The production team even paid for material and equipment to construct and burn wooden crosses and Nazi swastikas, according to multiple sources …
“We were betrayed by the producers and A&E,” said Nichols. “It was all made up—pretty much everything we said and did was fake and because that is what the film people told us to do and say.” …
The purported quality of the program, originally known as “Generation KKK,” helped draw the support of organizations such as the Anti-Defamation League and Color of Change, which A&E publicized. …
The cancellation occurred less than 24 hours after this reporter contacted several producers at TIJAT with the allegations contained in this story. Those same producers, according to multiple KKK members who participated in the documentary, subsequently warned them not to speak to this reporter if contacted.
But sources close to the production also cast doubt on the testimony of KKK leaders, describing them as inveterate liars motivated by an agenda to scuttle a series that could make them look bad if it ever aired and prone to confusing being manipulated with aggressive questioning from producers. …
TIJAT producers went so far as to orchestrate more than one cross-burning ceremony in Pulaski, though it is presented in the documentary as if the KKK is actually hosting the event. “We’ve been allowed special access to film this secret induction,” reads a title card that precedes one of the cross-burning scenes.
“It was the producers who told me they wanted a cross-lighting,” recounted Nichols. “In fact they made two cross-lightings cause they wanted to reshoot some scenes.
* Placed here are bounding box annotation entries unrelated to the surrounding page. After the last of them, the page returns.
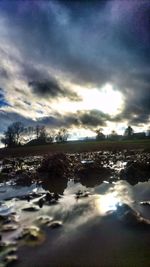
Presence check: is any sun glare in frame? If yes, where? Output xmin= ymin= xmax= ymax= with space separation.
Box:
xmin=97 ymin=193 xmax=119 ymax=214
xmin=82 ymin=84 xmax=123 ymax=114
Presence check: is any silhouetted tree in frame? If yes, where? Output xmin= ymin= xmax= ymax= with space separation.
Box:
xmin=1 ymin=122 xmax=24 ymax=147
xmin=35 ymin=125 xmax=40 ymax=139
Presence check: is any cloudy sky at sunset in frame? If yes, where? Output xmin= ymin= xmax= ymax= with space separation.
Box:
xmin=0 ymin=0 xmax=150 ymax=142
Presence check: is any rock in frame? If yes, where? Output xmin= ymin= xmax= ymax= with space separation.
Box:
xmin=5 ymin=255 xmax=18 ymax=266
xmin=120 ymin=161 xmax=150 ymax=185
xmin=140 ymin=201 xmax=150 ymax=207
xmin=22 ymin=206 xmax=39 ymax=212
xmin=38 ymin=216 xmax=53 ymax=225
xmin=116 ymin=204 xmax=150 ymax=227
xmin=17 ymin=226 xmax=44 ymax=245
xmin=47 ymin=221 xmax=62 ymax=229
xmin=2 ymin=224 xmax=18 ymax=232
xmin=38 ymin=153 xmax=70 ymax=178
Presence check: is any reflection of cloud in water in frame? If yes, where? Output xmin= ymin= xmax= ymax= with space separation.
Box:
xmin=95 ymin=181 xmax=133 ymax=215
xmin=96 ymin=193 xmax=120 ymax=215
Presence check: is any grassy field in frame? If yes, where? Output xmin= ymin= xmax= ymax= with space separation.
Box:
xmin=0 ymin=139 xmax=150 ymax=158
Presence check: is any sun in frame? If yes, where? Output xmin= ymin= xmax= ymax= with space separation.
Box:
xmin=82 ymin=84 xmax=123 ymax=115
xmin=97 ymin=193 xmax=120 ymax=214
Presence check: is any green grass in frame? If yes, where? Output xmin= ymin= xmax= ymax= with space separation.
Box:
xmin=0 ymin=139 xmax=150 ymax=158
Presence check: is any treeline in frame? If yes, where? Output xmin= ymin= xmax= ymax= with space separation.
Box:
xmin=1 ymin=122 xmax=69 ymax=147
xmin=1 ymin=122 xmax=150 ymax=147
xmin=96 ymin=126 xmax=150 ymax=141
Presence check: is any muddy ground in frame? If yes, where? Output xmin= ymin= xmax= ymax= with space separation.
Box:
xmin=0 ymin=149 xmax=150 ymax=267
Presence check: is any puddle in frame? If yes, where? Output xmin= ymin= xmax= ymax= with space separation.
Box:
xmin=0 ymin=152 xmax=150 ymax=267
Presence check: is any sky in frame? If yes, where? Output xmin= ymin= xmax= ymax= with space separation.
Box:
xmin=0 ymin=0 xmax=150 ymax=142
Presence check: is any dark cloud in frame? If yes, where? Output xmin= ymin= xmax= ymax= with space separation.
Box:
xmin=0 ymin=110 xmax=36 ymax=133
xmin=0 ymin=88 xmax=9 ymax=108
xmin=0 ymin=0 xmax=150 ymax=134
xmin=0 ymin=66 xmax=9 ymax=79
xmin=38 ymin=110 xmax=110 ymax=129
xmin=29 ymin=77 xmax=81 ymax=101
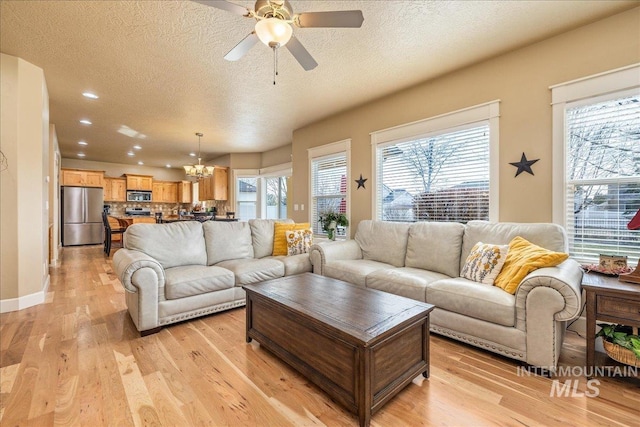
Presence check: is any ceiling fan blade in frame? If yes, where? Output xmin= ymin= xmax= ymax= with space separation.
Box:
xmin=192 ymin=0 xmax=251 ymax=16
xmin=224 ymin=31 xmax=259 ymax=61
xmin=293 ymin=10 xmax=364 ymax=28
xmin=285 ymin=37 xmax=318 ymax=71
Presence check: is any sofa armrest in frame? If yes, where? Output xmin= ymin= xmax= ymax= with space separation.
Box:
xmin=309 ymin=240 xmax=362 ymax=274
xmin=113 ymin=249 xmax=165 ymax=292
xmin=516 ymin=259 xmax=582 ymax=322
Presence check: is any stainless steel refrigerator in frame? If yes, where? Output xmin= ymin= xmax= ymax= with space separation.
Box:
xmin=60 ymin=187 xmax=104 ymax=246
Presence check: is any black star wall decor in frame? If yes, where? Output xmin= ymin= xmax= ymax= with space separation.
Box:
xmin=509 ymin=152 xmax=540 ymax=176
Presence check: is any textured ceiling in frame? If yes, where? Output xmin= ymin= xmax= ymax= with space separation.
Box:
xmin=0 ymin=0 xmax=638 ymax=166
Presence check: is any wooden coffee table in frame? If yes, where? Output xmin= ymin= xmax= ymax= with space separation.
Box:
xmin=244 ymin=273 xmax=434 ymax=426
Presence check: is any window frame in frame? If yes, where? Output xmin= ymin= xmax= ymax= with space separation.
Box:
xmin=307 ymin=138 xmax=351 ymax=240
xmin=369 ymin=99 xmax=500 ymax=221
xmin=549 ymin=64 xmax=640 ymax=236
xmin=230 ymin=162 xmax=293 ymax=219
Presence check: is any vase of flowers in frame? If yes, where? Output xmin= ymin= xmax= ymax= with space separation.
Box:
xmin=320 ymin=212 xmax=349 ymax=240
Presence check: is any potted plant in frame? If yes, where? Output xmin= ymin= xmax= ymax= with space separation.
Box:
xmin=320 ymin=212 xmax=349 ymax=240
xmin=596 ymin=323 xmax=640 ymax=366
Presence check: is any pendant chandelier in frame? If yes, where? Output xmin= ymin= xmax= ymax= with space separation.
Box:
xmin=184 ymin=132 xmax=213 ymax=178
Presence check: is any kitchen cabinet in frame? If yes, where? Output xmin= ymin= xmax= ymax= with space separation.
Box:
xmin=104 ymin=177 xmax=127 ymax=202
xmin=198 ymin=166 xmax=229 ymax=201
xmin=178 ymin=181 xmax=193 ymax=203
xmin=126 ymin=174 xmax=153 ymax=191
xmin=60 ymin=169 xmax=104 ymax=187
xmin=152 ymin=181 xmax=179 ymax=203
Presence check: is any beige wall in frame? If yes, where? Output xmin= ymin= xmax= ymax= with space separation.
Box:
xmin=0 ymin=54 xmax=49 ymax=311
xmin=291 ymin=8 xmax=640 ymax=232
xmin=260 ymin=144 xmax=293 ymax=168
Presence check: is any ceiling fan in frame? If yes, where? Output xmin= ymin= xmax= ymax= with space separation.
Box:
xmin=193 ymin=0 xmax=364 ymax=72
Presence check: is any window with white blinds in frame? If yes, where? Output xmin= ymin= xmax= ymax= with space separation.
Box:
xmin=311 ymin=152 xmax=348 ymax=237
xmin=376 ymin=121 xmax=490 ymax=223
xmin=564 ymin=94 xmax=640 ymax=263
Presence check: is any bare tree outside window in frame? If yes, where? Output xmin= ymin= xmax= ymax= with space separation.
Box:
xmin=378 ymin=122 xmax=489 ymax=223
xmin=566 ymin=96 xmax=640 ymax=260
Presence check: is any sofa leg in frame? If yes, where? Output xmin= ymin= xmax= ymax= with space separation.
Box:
xmin=140 ymin=326 xmax=162 ymax=337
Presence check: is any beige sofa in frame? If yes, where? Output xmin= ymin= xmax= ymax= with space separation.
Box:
xmin=310 ymin=220 xmax=582 ymax=370
xmin=113 ymin=219 xmax=311 ymax=335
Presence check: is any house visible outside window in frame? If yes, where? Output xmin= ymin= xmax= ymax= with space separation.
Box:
xmin=553 ymin=67 xmax=640 ymax=264
xmin=236 ymin=177 xmax=258 ymax=221
xmin=232 ymin=164 xmax=291 ymax=221
xmin=372 ymin=101 xmax=498 ymax=223
xmin=309 ymin=140 xmax=351 ymax=238
xmin=264 ymin=176 xmax=287 ymax=219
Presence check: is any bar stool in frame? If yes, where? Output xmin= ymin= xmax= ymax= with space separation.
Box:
xmin=102 ymin=212 xmax=127 ymax=256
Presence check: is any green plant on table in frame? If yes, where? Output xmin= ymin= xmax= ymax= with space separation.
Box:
xmin=320 ymin=212 xmax=349 ymax=240
xmin=596 ymin=323 xmax=640 ymax=359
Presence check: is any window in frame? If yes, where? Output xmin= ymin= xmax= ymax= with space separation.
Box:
xmin=372 ymin=102 xmax=498 ymax=223
xmin=309 ymin=140 xmax=350 ymax=238
xmin=552 ymin=67 xmax=640 ymax=263
xmin=264 ymin=176 xmax=287 ymax=219
xmin=552 ymin=67 xmax=640 ymax=263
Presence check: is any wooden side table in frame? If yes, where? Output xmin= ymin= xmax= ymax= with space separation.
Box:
xmin=582 ymin=273 xmax=640 ymax=370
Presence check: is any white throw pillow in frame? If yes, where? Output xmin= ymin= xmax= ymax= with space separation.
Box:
xmin=285 ymin=229 xmax=313 ymax=255
xmin=460 ymin=242 xmax=509 ymax=285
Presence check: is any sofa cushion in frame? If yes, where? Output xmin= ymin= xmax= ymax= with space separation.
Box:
xmin=460 ymin=242 xmax=509 ymax=285
xmin=460 ymin=221 xmax=567 ymax=270
xmin=271 ymin=222 xmax=311 ymax=256
xmin=273 ymin=254 xmax=313 ymax=276
xmin=495 ymin=236 xmax=569 ymax=294
xmin=202 ymin=221 xmax=253 ymax=265
xmin=426 ymin=277 xmax=516 ymax=329
xmin=365 ymin=267 xmax=449 ymax=301
xmin=217 ymin=258 xmax=284 ymax=286
xmin=355 ymin=220 xmax=411 ymax=267
xmin=164 ymin=265 xmax=234 ymax=300
xmin=404 ymin=222 xmax=464 ymax=277
xmin=322 ymin=259 xmax=394 ymax=288
xmin=124 ymin=221 xmax=207 ymax=269
xmin=249 ymin=218 xmax=293 ymax=258
xmin=285 ymin=228 xmax=313 ymax=255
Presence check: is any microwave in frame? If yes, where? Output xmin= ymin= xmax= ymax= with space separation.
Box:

They bought everything—the wood, the burlap to wrap around the wood, the diesel and kerosene for my cross lighting. They even brought all the food for everyone.”
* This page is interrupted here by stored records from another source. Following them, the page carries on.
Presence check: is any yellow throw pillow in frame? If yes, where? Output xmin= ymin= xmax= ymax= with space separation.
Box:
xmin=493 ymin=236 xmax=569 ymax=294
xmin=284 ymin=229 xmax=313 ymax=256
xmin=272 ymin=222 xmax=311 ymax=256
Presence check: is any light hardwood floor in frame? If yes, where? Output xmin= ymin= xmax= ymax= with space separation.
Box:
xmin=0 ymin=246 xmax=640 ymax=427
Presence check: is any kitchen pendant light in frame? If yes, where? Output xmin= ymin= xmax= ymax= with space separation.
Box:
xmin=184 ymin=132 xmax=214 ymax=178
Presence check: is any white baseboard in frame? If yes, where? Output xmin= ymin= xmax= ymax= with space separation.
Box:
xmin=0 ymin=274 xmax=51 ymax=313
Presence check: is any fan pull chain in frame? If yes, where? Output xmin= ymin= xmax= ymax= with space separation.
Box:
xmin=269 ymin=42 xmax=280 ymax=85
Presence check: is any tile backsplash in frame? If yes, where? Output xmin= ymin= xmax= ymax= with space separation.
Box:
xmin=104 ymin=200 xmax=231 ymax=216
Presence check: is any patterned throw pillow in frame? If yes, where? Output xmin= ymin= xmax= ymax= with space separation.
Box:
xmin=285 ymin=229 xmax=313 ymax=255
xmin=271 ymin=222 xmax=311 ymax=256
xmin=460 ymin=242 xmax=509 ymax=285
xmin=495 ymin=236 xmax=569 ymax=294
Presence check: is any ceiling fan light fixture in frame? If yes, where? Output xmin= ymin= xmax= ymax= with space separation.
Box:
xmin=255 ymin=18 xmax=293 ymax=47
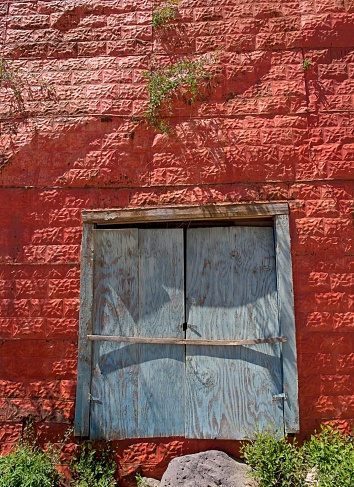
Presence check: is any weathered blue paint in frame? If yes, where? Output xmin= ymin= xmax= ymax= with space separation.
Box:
xmin=138 ymin=229 xmax=185 ymax=437
xmin=76 ymin=216 xmax=297 ymax=439
xmin=186 ymin=227 xmax=283 ymax=439
xmin=90 ymin=229 xmax=140 ymax=439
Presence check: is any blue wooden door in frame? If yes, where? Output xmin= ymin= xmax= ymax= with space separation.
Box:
xmin=90 ymin=229 xmax=185 ymax=439
xmin=186 ymin=227 xmax=283 ymax=439
xmin=90 ymin=226 xmax=283 ymax=439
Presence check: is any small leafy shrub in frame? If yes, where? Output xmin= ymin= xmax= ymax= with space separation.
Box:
xmin=145 ymin=59 xmax=210 ymax=133
xmin=135 ymin=473 xmax=149 ymax=487
xmin=70 ymin=442 xmax=117 ymax=487
xmin=243 ymin=432 xmax=306 ymax=487
xmin=0 ymin=58 xmax=56 ymax=117
xmin=152 ymin=0 xmax=180 ymax=29
xmin=243 ymin=426 xmax=354 ymax=487
xmin=302 ymin=59 xmax=312 ymax=71
xmin=303 ymin=426 xmax=354 ymax=487
xmin=0 ymin=431 xmax=61 ymax=487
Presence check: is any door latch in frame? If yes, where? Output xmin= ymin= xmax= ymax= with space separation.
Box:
xmin=272 ymin=392 xmax=288 ymax=401
xmin=88 ymin=392 xmax=101 ymax=402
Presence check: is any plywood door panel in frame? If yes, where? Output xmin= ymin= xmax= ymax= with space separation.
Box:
xmin=138 ymin=229 xmax=185 ymax=437
xmin=90 ymin=229 xmax=140 ymax=439
xmin=186 ymin=227 xmax=283 ymax=439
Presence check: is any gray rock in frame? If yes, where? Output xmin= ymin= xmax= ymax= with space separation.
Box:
xmin=160 ymin=450 xmax=256 ymax=487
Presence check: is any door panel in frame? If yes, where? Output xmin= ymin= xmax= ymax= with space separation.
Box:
xmin=186 ymin=227 xmax=283 ymax=439
xmin=90 ymin=229 xmax=140 ymax=439
xmin=139 ymin=229 xmax=185 ymax=436
xmin=91 ymin=229 xmax=185 ymax=439
xmin=90 ymin=227 xmax=283 ymax=439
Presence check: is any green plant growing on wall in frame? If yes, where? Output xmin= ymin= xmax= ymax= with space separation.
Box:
xmin=70 ymin=442 xmax=117 ymax=487
xmin=0 ymin=422 xmax=61 ymax=487
xmin=135 ymin=473 xmax=149 ymax=487
xmin=243 ymin=426 xmax=354 ymax=487
xmin=302 ymin=59 xmax=312 ymax=71
xmin=152 ymin=0 xmax=180 ymax=29
xmin=145 ymin=59 xmax=210 ymax=133
xmin=0 ymin=58 xmax=55 ymax=118
xmin=243 ymin=432 xmax=307 ymax=487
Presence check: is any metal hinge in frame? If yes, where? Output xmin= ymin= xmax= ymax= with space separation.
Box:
xmin=272 ymin=392 xmax=288 ymax=401
xmin=88 ymin=392 xmax=101 ymax=402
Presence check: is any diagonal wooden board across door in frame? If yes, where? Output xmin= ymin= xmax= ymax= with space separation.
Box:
xmin=185 ymin=227 xmax=283 ymax=439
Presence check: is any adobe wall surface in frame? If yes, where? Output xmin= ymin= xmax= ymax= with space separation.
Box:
xmin=0 ymin=0 xmax=354 ymax=484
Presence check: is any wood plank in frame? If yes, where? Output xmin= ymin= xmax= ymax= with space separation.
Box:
xmin=136 ymin=229 xmax=185 ymax=437
xmin=82 ymin=203 xmax=289 ymax=225
xmin=91 ymin=229 xmax=140 ymax=439
xmin=87 ymin=335 xmax=287 ymax=347
xmin=186 ymin=227 xmax=283 ymax=439
xmin=275 ymin=215 xmax=300 ymax=433
xmin=74 ymin=224 xmax=93 ymax=437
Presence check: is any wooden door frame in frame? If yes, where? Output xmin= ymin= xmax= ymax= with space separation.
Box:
xmin=75 ymin=203 xmax=299 ymax=438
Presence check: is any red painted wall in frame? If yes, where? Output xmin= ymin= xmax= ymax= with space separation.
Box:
xmin=0 ymin=0 xmax=354 ymax=482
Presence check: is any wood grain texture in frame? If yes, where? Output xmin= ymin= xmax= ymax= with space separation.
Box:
xmin=87 ymin=335 xmax=287 ymax=347
xmin=139 ymin=229 xmax=185 ymax=437
xmin=82 ymin=203 xmax=289 ymax=225
xmin=75 ymin=224 xmax=93 ymax=437
xmin=186 ymin=227 xmax=283 ymax=439
xmin=90 ymin=229 xmax=140 ymax=439
xmin=275 ymin=215 xmax=300 ymax=433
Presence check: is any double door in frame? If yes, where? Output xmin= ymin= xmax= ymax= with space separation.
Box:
xmin=90 ymin=226 xmax=283 ymax=439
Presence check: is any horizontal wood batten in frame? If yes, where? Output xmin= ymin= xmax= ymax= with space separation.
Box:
xmin=82 ymin=203 xmax=289 ymax=224
xmin=87 ymin=335 xmax=287 ymax=347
Nichols’ storyline in the documentary series involves his efforts to recruit a young man, Cody Hutt, into the KKK. But their dynamic was also less than truthful: Hutt made it clear to the producers he was never seriously considering joining the KKK, but he was willing to take $200 per day from them to act the part. “From the first day, I sat them (down) and told them I had no interest in joining the Klan,” said Hutt.
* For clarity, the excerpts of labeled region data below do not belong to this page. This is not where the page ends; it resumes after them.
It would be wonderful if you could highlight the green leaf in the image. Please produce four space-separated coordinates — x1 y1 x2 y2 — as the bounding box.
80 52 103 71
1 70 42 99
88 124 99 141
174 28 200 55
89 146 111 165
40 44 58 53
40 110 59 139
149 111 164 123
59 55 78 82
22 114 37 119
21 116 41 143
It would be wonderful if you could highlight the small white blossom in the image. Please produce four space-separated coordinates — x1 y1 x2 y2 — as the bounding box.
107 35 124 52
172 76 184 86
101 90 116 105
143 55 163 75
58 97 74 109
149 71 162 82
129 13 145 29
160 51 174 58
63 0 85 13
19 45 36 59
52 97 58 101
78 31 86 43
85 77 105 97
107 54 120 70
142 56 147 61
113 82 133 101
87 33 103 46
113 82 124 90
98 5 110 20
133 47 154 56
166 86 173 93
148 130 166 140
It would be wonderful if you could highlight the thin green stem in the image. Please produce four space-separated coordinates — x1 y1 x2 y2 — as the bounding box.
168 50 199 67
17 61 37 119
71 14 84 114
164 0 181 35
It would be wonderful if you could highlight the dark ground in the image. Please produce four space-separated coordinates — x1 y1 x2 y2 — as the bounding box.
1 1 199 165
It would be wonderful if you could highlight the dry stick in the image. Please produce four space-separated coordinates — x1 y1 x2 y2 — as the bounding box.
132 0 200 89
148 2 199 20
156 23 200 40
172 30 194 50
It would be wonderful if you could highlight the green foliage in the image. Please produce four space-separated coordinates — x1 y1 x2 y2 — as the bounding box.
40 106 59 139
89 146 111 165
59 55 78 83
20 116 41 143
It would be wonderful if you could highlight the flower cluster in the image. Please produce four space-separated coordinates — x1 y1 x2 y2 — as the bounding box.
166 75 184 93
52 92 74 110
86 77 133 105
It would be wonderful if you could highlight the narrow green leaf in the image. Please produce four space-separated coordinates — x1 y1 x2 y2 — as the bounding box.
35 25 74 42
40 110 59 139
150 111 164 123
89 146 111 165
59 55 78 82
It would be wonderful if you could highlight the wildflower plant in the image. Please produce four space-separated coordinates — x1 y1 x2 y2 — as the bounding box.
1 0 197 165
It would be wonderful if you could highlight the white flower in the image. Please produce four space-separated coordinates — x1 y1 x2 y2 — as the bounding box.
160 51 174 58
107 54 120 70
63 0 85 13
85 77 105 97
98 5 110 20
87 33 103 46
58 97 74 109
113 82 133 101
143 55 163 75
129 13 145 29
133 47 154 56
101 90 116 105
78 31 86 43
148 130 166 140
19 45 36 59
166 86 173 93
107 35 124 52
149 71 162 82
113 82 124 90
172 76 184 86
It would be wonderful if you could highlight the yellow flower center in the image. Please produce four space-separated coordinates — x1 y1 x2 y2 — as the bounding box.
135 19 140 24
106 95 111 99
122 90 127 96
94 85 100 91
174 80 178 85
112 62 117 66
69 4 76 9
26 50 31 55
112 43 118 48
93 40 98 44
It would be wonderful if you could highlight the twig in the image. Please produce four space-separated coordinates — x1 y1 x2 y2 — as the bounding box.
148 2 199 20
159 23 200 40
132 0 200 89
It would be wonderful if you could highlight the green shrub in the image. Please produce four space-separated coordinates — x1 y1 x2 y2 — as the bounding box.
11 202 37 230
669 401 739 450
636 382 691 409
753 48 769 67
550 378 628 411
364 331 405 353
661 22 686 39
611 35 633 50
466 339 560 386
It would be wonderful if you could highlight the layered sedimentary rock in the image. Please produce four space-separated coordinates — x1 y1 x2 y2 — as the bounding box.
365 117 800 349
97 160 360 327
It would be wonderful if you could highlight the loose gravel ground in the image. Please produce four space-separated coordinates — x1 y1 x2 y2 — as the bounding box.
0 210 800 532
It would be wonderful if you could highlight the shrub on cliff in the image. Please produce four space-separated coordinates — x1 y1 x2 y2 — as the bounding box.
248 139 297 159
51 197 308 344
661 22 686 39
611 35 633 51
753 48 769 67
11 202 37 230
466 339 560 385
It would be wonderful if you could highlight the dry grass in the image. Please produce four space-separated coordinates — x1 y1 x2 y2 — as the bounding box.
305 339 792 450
As TIJAT’s cameras capture, the tension between Nichols and Hutt reaches the boiling point when Hutt brings an anti-hate activist, Bryon Widner, to Nichols’ home to help convince Nichols to leave Hutt alone. When Nichols learns who Widner is, he angrily demands he leaves the house, even threatening to kill Widner.
But Nichols and Hutt say the scene was a fabrication. “That was 100% the TV guys’ idea and staged,” said Nichols.
… Hutt, a 22-year-old high-school dropout who lives with his mother, readily admits that getting paid by producers was his motivation for helping distort the truth.
“Hey, I loved the money. Don’t get me wrong; I wanted them to come back,” he confessed.